- Born: James Richardson 1819 Aughnacloy, Ireland
- Died: 15 November 1892 (aged 72–73) Kingston, Ontario
- Resting place: Cataraqui Cemetery
- Occupations: merchant, tailor, politician, benefactor
- Known for: grain exporting, founder of James Richardson and Sons, Limited
- Spouse(s): Roxanna Day (m. 1 March 1845, d. 1848) Susannah Wartman (m. 11 March 1850)
- Children: Henry Westman Richardson
- Relatives: James A. Richardson Sr. (grandson); James A. Richardson (great grandson);

= James Richardson (1819–1892) =

James Richardson (1819 – 15 November 1892) was a Canadian businessman, founder of James Richardson and Sons, Limited, politician, and a colleague and personal friend of Sir John A. Macdonald. James had two sons: George Armstrong Richardson and Henry Westman Richardson.

James died on 15 November 1892 leaving a business enterprise that survives today as James Richardson and Sons, Limited, the largest grain firm in the British Commonwealth. It is a privately owned agribusiness that is also involved with real estate, energy exploration, and food processing.

He is buried in Cataraqui Cemetery in Kingston, in the same cemetery as John A. Macdonald.

== Early life ==
James Richardson was born in 1819 in Aughnacloy, Ireland to Daniel Richardson and Janet Armstrong. He emigrated to Canada in approximately 1823 and at the age of ten years moved to Kingston. His business interests started in tailoring and soon moved to grain and potash speculation. In 1844, based on an advertisement in the 17 January 1844 Chronicle & Gazette, he and "Little" started their own merchant tailor's business on Princess Street in Kingston. The advertisement indicated that their specialties included "broad cloths, plain and figured beavers, cassimeres, doe skine [sic], tweeds, fancy and clan tartans, and an assortment of vestings". And those cloths were promised to be "made to order in the latest and most approved fashionable styles, on moderate terms, and at the shortest possible notice".

== James Richardson & Sons, Limited ==

Richardson lived above his merchant tailor's shop where he accepted grain as payment for some of his tailoring work. Sometime between the 1840s and the late 1860s, Richardson focused solely on the grain trade. In 1857, he founded James Richardson and Sons, Limited. The firm purchased "a wharf and warehouse on the Kingston waterfront" in 1868 becoming the first to export grain from Kingston. The 1871 Canada Federal Census lists James' occupation as "grain dealer". In the 1873–74 Kingston Directory, the business was referred to as "Richardson & Sons, Grain Dealers, Commercial Wharf, Foot of Princess St.". At this time his sons, George Algernon Richardson and Henry Westman Richardson became managing partners in the business. In 1880, the Richardsons built the first grain elevator in Kingston with a capacity of 60,000 bushels.

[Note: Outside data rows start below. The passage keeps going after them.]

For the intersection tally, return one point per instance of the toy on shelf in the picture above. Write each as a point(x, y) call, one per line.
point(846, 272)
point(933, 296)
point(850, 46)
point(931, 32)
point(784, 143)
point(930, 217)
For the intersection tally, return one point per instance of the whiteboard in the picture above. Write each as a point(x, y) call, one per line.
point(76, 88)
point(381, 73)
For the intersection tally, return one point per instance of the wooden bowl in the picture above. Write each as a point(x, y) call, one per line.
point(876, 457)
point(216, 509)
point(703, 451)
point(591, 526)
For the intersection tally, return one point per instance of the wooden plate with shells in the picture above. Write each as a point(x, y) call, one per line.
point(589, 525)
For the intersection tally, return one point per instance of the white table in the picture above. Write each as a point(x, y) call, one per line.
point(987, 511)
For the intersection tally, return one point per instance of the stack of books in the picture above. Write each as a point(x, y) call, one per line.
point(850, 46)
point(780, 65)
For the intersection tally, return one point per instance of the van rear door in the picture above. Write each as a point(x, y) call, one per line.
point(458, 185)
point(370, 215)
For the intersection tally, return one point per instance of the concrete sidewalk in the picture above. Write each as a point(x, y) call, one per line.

Richardson exported grain to several countries in Europe and South America. As early as 1855, Richardson had been shipping grain to Liverpool to help feed British troops during the Crimean War. He also traded in many other commodities and invested in other businesses in the Kingston area such as the Kingston and Pembroke Railway, and the Kingston Railway Company. His firm took an interest in the promising mining operations north of Kingston in the area of Canada known as the Canadian Shield.

In the 1880s, the firm acquired mineral rights to a feldspar and mica mine in Frontenac County, near Godfrey, known as the Richardson Feldspar Mine. Not mined until 1900, the mine became the largest feldspar producer in Ontario.

In 1892, James' wife became owner and executor of the firm. Later, ownership of the firm was to be transferred to their children, already full partners in the firm. George became president of the company, serving from 1892 through 1906, when his brother, Henry, became president and served until 1918.

== Political life ==
As a lifelong Conservative and former Alderman of the Victoria Ward, Richardson established a relationship with John A. Macdonald. "It was Sir John Macdonald's wish, on more than one occasion, that Mr. Richardson should stand as Conservative candidate for Kingston." MacDonald stated, "The Richardsons are and always have been strong and influential friends of mine." James' son, Henry Westman Richardson, became a Canadian Senator for the Kingston Senatorial Division and a member of the Standing Committee on Railways, Telegraphs and Harbours.

== Queen's University ==
The Toronto Daily Mail reported that James was "one of the most liberal benefactors" of Queen's University . James' grandson, James Armstrong Richardson, Sr., son of George Armstrong, became the chancellor of University in 1929 and was noted for donating funds that built the Richardson Memorial Stadium in honor of his brother, Captain George Taylor Richardson who died on the battlefield in World War I.